I really think that it depends on the environment and the industry. Some industries are more accepting than others. For example, your more traditional industries like banking, it is harder to pull off non 'mainstream' appearance, whereas in the tech industry, it's more acceptable. Additionally, it also depends on the position one holds and how high in demand it is, for example, I see more specialized physicians sporting their dreads and naturals because anesthesiologist, cardiothorasic surgeons are hard to come by. If one is in a high visibility position, EVP, Sr. EVP, etc, it's harder to sport your natural, you gotta be the best in that field or be in a more permissive field. Sales positions almost definitely keeps you from sporting 'ethinic' looks, unless of course, that's what you're selling. If one is in sales, you're selling your company first, then the product or the services, so you always have to dress 'acceptable' as you can walk into any business and it's always best to play it safe.
All in all though, I think it's changing, more women are starting to embrace their naturalness so to speak, each person having their personal reasons for doing so, hence, I think the change is emminent, though it will be gradual.
But I've heard that racism is more prevalent in the UK than here.

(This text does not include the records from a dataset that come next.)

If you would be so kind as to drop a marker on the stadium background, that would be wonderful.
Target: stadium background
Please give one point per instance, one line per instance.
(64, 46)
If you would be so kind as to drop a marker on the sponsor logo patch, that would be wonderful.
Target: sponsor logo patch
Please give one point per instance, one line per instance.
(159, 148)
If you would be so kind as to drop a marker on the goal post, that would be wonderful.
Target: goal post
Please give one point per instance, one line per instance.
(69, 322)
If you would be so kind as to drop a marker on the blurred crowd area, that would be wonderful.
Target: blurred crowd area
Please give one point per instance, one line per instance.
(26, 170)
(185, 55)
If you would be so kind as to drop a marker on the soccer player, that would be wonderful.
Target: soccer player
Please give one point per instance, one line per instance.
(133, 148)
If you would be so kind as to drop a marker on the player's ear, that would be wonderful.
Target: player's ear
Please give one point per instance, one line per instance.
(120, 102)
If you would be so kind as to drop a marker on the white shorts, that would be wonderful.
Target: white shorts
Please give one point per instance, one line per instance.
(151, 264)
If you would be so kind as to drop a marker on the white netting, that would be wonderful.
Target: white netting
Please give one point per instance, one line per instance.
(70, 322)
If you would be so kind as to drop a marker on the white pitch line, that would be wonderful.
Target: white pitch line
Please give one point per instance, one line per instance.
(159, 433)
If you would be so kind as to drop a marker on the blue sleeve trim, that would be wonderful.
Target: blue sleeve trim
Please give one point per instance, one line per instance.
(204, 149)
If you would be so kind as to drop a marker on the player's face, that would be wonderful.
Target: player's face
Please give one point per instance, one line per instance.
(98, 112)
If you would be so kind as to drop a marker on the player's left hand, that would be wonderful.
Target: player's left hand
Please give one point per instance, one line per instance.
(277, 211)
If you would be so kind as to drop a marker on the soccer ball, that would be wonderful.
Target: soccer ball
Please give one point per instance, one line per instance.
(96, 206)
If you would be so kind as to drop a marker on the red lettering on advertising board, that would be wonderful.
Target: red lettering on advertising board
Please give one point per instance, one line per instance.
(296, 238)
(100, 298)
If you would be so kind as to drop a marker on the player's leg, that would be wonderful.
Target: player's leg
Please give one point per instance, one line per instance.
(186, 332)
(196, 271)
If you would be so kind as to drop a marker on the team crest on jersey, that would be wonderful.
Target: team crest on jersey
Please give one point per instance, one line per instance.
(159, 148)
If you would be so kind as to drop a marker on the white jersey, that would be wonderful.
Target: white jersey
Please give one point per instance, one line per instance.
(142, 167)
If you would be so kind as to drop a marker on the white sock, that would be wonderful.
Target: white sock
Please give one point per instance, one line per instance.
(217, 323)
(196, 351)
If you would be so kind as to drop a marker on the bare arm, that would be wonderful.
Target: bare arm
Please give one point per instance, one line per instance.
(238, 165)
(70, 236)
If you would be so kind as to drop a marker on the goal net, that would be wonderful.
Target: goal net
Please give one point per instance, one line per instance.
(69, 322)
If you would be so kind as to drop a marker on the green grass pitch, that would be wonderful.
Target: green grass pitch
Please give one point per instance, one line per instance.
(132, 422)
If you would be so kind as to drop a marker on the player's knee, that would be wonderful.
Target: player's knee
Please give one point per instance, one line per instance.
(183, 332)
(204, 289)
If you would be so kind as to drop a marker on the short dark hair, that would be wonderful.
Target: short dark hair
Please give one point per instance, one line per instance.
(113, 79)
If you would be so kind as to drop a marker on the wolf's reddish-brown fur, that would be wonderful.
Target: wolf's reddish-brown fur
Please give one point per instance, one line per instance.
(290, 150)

In the UK, there are a lot more naturals, TV presenters with locs etc. They are a lot more accepting. I've been natural for almost ten years now and loc'd for almost three and it's never an issue. In fact the people that have issues with it are my fellow naija women...they will definitely turn you into a 'Natural Nazi' if you're not careful...the way they treat you because you're hair is not 'done'. The dirty looks they give when you go into a salon to 'do' your hair; the adding on of an extra £20-30 to have your hair in braids because 'your hair is too 'tik' '
There's a saying in Igbo - onye mee onwe ya nkilinka akwa, ewelu gi ficha ani - 'if you make yourself a rag, dem go use you clean ground.

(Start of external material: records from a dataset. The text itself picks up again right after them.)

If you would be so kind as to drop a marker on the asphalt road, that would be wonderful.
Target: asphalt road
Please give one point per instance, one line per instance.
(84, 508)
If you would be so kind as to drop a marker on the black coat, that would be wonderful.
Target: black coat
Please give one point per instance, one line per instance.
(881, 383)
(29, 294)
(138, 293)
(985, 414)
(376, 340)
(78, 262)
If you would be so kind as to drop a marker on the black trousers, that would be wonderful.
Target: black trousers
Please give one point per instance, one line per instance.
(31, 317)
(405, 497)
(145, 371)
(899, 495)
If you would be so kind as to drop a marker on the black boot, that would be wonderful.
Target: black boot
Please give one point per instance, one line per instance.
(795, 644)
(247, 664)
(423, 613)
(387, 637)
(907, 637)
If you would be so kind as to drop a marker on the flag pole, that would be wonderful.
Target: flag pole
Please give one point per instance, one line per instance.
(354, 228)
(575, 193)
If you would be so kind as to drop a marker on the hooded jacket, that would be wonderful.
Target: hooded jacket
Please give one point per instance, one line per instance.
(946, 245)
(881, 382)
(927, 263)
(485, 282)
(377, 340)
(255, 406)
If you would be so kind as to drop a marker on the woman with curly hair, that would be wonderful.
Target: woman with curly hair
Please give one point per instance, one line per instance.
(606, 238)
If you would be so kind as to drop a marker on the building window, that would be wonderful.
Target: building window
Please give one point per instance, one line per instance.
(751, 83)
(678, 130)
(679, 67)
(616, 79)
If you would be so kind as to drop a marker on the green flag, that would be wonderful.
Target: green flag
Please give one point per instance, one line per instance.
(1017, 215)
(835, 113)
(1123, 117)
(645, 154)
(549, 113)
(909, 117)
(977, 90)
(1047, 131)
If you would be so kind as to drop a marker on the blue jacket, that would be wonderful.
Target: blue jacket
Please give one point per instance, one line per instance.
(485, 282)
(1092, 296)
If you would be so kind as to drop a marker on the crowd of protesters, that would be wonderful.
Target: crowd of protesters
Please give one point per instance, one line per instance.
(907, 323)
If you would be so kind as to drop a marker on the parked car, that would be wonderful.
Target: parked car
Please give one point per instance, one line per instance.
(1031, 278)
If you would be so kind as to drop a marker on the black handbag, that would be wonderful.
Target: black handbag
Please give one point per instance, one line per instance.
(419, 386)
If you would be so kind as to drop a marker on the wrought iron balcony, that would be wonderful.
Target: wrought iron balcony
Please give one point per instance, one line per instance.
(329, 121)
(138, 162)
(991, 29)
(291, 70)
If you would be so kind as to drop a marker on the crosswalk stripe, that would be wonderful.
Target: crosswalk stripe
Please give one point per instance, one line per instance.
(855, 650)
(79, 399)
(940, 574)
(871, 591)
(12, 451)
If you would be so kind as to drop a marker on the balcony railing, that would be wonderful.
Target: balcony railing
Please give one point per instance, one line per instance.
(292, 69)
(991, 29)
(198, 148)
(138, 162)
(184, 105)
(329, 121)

Sure, there will always be people asking you 'when you're going to 'do' your hair'? 'Are you going to 'relaz' it?' but I usually reply gracefully, 'My hair is done' and it pretty much shuts them up (Incidentally, they are always Nigerian) Oyibo people want my hair like no man's business...my daughter's afro even more. She had to stop taking it to school as she was late to her classes 'cuz everyone wanted to touch it (teachers included) as she walked along the corridor.
The racism in the UK is a lot more subtle but I don't live in the States so I couldn't tell you if it's more or just different.
Gabrielle is a star that will inspire a lot more young people of African descent to take on sports that are usually seen as 'traditionally white' and that's all the counts. If people want to have hemarrhoids for her hair...they are more than welcome.